The impact on insurance
The first six months of 2023 featured above-average natural catastrophe losses, according to a new report from Gallagher Re.
El Niño is poised to bring further influence on global weather/climate events through the end of the year.
Total direct economic losses from natural hazards were preliminarily estimated at $138billion. The cost covered by private insurance or public insurance entities tallied $52billion. This marked a protection gap of 63% ($86billion).
The report said: ”With the World Meteorological Organization and NOAA each confirming the arrival of El Niño, it raises the potential of 2023 ending as one of the warmest years ever officially recorded.
”Global temperatures tend to be warmer during El Niño phases, and continued warming that can be directly attributed to anthropogenic fueled climate change only amplifies the effects that El Niño has on the earth’s environment.
”NOAA cited that there was a 20.2% chance that 2023 will eventually end as the warmest year on record dating to 1850, and a 97.1% chance of ranking in the top five.
“As El Niño becomes further established, and likely follows patterns of historical El Niño phases, it was expected that the expanse of warm areas will continue to increase in spatial coverage through the rest of 2023.”
How to tackle the risks
Tried, tested, and iteratively updated response strategies and communication plans are needed to target both the general population and vulnerable groups such as older adults or outside workers; displaced and marginalised populations.
WMO, through the ’Early Warnings for All Initiative’ is strengthening member capacity to develop and deploy impact-based warnings.
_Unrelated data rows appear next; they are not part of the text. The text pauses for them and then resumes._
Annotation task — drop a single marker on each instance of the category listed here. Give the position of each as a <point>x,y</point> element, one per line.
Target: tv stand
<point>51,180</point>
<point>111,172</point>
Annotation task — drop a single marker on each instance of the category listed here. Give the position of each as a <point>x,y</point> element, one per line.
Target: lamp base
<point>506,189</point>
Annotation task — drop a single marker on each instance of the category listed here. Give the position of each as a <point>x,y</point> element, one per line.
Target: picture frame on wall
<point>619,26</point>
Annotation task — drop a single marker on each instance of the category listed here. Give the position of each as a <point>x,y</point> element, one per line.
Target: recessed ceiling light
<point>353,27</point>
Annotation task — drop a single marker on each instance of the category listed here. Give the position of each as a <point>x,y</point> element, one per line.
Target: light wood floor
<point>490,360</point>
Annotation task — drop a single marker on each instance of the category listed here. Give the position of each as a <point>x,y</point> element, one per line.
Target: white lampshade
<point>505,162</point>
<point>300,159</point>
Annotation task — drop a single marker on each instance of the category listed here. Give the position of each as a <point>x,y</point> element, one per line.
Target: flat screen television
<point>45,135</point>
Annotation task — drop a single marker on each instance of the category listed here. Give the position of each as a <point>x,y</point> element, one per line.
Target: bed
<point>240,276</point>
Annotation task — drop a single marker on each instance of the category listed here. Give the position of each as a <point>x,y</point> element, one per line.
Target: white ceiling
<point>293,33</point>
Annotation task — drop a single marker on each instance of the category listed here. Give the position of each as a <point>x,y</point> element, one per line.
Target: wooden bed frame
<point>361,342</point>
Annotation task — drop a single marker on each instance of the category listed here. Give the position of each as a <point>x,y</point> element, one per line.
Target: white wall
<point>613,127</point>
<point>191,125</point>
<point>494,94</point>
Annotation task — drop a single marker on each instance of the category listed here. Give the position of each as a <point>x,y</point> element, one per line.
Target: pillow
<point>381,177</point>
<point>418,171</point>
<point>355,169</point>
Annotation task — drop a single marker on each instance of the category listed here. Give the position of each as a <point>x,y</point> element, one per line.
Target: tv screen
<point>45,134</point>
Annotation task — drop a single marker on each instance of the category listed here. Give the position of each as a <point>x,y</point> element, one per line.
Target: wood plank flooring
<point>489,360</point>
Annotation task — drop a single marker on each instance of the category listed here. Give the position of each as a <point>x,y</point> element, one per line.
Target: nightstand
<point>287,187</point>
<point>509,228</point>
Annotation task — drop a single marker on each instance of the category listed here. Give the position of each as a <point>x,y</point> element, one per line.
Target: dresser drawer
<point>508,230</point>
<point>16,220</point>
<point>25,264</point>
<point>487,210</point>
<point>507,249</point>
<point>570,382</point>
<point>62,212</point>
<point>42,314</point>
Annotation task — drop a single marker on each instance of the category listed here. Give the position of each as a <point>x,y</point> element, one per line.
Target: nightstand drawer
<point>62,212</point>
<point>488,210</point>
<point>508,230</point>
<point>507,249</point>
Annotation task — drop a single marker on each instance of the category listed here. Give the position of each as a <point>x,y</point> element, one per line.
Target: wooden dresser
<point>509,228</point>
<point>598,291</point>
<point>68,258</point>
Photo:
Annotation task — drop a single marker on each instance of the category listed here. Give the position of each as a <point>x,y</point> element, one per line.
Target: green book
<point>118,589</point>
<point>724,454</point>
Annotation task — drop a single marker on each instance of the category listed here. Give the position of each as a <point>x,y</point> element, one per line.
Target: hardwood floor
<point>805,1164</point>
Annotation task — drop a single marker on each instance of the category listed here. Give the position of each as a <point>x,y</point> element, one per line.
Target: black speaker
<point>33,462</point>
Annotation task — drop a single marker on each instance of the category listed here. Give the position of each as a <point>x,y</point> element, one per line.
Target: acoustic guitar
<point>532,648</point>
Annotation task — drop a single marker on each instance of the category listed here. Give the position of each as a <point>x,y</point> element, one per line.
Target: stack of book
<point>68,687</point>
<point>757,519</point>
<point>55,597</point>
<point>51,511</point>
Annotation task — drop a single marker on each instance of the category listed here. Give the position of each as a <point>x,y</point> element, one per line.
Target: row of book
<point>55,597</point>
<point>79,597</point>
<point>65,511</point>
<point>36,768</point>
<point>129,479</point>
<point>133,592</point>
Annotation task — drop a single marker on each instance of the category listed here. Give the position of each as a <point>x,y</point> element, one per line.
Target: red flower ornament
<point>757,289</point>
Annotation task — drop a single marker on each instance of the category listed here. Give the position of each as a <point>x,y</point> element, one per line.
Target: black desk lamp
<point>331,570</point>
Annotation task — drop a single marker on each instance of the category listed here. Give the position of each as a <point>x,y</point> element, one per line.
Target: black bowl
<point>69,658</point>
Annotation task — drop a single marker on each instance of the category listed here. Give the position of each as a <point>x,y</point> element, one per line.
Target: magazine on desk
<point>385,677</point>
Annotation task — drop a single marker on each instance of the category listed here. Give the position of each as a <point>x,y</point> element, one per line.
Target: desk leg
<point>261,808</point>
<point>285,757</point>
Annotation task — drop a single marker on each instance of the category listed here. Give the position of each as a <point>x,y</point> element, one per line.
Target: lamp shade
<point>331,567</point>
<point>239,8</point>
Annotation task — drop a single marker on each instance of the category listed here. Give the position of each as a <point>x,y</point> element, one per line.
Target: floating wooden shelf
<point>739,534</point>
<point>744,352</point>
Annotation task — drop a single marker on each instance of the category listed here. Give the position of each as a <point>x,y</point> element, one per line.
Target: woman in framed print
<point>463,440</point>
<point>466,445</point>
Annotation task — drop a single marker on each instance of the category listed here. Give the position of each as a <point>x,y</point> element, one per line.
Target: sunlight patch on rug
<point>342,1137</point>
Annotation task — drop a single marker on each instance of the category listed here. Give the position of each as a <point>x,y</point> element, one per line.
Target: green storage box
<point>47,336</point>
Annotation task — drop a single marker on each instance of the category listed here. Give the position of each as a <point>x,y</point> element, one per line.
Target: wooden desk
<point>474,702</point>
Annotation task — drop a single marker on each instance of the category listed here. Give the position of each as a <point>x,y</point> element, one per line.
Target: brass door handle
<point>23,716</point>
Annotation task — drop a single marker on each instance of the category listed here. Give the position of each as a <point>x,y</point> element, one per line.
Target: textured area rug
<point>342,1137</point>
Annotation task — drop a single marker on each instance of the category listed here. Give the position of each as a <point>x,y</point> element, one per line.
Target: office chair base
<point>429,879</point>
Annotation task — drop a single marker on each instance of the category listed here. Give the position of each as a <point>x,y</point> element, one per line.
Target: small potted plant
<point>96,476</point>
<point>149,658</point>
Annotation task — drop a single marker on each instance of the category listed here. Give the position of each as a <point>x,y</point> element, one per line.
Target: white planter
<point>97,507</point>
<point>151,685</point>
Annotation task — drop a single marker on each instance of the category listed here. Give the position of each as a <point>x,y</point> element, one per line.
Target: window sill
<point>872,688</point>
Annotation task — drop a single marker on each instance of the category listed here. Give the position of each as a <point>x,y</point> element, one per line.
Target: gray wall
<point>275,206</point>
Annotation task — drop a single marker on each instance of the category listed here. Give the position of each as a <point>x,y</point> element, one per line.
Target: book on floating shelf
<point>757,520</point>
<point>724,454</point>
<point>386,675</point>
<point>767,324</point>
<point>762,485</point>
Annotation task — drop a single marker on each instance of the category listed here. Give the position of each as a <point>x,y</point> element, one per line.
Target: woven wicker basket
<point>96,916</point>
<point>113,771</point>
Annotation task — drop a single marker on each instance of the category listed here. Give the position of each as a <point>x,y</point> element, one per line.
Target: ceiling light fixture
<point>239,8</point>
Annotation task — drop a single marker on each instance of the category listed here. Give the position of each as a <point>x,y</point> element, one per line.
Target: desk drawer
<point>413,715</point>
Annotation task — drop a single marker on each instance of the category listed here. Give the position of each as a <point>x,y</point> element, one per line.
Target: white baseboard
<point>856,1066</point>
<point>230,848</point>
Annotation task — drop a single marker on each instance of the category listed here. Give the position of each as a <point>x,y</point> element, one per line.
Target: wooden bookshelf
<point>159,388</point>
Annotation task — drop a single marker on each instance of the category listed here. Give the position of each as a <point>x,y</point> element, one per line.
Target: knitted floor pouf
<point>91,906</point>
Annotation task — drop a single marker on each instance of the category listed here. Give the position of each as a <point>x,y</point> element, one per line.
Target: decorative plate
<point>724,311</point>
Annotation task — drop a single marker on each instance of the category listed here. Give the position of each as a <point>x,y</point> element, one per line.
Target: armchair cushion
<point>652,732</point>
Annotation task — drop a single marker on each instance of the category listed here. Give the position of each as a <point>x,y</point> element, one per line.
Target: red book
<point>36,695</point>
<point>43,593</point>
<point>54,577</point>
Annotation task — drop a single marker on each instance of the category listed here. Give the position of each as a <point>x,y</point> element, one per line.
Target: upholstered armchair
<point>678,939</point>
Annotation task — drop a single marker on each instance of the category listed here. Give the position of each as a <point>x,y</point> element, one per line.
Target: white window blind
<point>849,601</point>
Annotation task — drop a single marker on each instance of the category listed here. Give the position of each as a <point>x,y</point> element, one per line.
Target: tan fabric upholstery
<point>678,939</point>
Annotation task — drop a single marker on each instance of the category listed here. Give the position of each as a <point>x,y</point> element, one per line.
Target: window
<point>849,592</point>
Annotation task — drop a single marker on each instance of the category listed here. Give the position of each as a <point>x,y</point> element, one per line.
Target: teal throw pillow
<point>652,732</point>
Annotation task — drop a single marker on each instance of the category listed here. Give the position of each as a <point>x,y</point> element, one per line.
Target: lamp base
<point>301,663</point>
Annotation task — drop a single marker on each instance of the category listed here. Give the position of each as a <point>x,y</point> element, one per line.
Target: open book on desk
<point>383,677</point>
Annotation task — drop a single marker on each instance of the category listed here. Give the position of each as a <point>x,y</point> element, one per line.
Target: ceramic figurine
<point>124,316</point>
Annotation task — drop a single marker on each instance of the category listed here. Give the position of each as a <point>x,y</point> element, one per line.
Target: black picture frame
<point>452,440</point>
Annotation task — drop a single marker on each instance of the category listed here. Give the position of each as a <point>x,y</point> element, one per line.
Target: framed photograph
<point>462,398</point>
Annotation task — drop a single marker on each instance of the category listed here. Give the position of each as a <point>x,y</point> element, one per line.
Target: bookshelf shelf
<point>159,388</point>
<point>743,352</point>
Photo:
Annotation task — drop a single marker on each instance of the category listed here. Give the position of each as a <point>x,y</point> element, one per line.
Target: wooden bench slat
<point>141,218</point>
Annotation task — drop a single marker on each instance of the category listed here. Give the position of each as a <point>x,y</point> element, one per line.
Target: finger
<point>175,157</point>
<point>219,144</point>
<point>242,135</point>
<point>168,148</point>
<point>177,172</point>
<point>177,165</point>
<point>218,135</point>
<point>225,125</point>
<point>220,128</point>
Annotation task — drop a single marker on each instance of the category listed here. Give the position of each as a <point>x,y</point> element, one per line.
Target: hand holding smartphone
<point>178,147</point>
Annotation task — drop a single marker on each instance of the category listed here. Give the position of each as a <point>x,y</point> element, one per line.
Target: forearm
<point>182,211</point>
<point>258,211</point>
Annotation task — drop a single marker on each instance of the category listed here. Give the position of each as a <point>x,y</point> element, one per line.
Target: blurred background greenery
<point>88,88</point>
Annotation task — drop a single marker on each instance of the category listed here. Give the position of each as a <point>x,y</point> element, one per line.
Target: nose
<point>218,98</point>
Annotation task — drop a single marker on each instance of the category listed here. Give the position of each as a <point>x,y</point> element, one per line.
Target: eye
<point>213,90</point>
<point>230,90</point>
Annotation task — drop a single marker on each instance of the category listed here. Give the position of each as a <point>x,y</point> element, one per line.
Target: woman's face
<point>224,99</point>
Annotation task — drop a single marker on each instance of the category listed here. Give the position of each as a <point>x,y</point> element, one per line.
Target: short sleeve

This includes updating guidance on heat health warning systems and developing standardised terminology and definitions for extreme heat.
It says that harmonised approaches and categorisation of heatwave intensity will standardise and help scale up the implementation of impact-based forecasts and warnings worldwide.
“This underlines the increasing urgency of cutting greenhouse gas emissions as quickly and as deeply as possible”
Various WMO programmes support research on extreme weather and urban heat and promote the global scale-up of protective policies such as heat action plans that incorporate early warning and response systems that target vulnerable people and critical supporting infrastructure.
“The extreme weather – an increasingly frequent occurrence in our warming climate – is having a major impact on human health, ecosystems, economies, agriculture, energy and water supplies.
“This underlines the increasing urgency of cutting greenhouse gas emissions as quickly and as deeply as possible,” said WMO Secretary-General Prof. Petteri Taalas.